Rarely do you get the chance to pop open the hood of your vehicle’s infotainment system. There are a lot of names out there who create OEM hardware. Such as Harman, Fujitsu Ten, Bosch, Alpine, Denso, Clarion, and Visteon. But then software providers usually have to massage the hardware from the suppliers to the specific vehicle and make the experience great for the end user. One of these providers is QNX. Although the company is a subsidiary of Research in Motion, there is nothing Blackberry 8300 about the software.
Software for the automotive environment has to be foolproof. There can be no blue window screen of death, and the story goes that some at Ford were even skeptical about attaching the Microsoft name to the SYNC system. Even Microsoft has their own automotive software that is developed far away from Windows 8.
But back to QNX…what better way to show off the company’s capabilities than to technify one of the most ancient vehicle platforms today- the venerable Jeep Wrangler.

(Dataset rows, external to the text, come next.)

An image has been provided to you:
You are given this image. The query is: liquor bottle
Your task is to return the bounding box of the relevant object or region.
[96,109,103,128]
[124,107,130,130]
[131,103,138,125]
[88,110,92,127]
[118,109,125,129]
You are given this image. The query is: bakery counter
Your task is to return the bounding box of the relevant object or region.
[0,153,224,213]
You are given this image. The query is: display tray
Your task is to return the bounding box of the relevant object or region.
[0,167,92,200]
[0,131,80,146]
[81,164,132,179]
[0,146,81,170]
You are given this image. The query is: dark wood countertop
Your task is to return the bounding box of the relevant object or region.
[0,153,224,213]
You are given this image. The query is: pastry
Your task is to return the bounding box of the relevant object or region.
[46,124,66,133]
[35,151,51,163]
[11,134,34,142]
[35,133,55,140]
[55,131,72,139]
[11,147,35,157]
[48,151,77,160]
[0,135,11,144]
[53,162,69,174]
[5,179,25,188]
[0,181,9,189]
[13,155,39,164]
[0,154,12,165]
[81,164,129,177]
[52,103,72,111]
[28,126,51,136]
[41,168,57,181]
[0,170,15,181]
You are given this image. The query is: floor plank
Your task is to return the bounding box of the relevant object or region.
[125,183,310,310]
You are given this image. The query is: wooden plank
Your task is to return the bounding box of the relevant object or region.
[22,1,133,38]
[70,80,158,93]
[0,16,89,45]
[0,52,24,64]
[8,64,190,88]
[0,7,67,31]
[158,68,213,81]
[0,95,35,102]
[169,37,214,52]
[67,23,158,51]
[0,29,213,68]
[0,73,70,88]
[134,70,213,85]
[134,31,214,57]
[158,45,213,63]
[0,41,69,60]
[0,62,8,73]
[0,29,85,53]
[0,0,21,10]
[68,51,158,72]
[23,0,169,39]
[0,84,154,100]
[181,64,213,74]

To modernize the Jeep: Out with the Chrysler UConnect system and in with the HTML 5 system. Ditch the Pentastar gauge cluster for a TFT display version. Have the two screens talk to each other and share data. Add voice command to ask for the nearest diner, drive-in, or dive and then have gauge cluster display the turn arrows.
While some are modifying Jeeps with lift kits and and snorkels, this is the only one I know that contains thousands of hours of computer coding. I wonder if anybody at Willys thought it could ever get this good…
According to QNX:
QNX CAR includes a wide array of QNX technologies: the QNX®Neutrino® RTOS (shipped in the majority of 2011 infotainment systems), a powerful multimedia framework, a superior hands-free solution with HD stereo, HTML5-based HMI technology, and a direct development path from mobile to automotive.
The QNX CAR HTML5-based HMI framework allows the OEM to leverage apps from the consumer electronics space. HTML5 is the only cross-mobile development tool that works with Apple iOS, Android, BlackBerry, Windows 7, and now the car. To that, we add automotive hardening required for production-crash resiliancy, embedded optimization, and fast booting.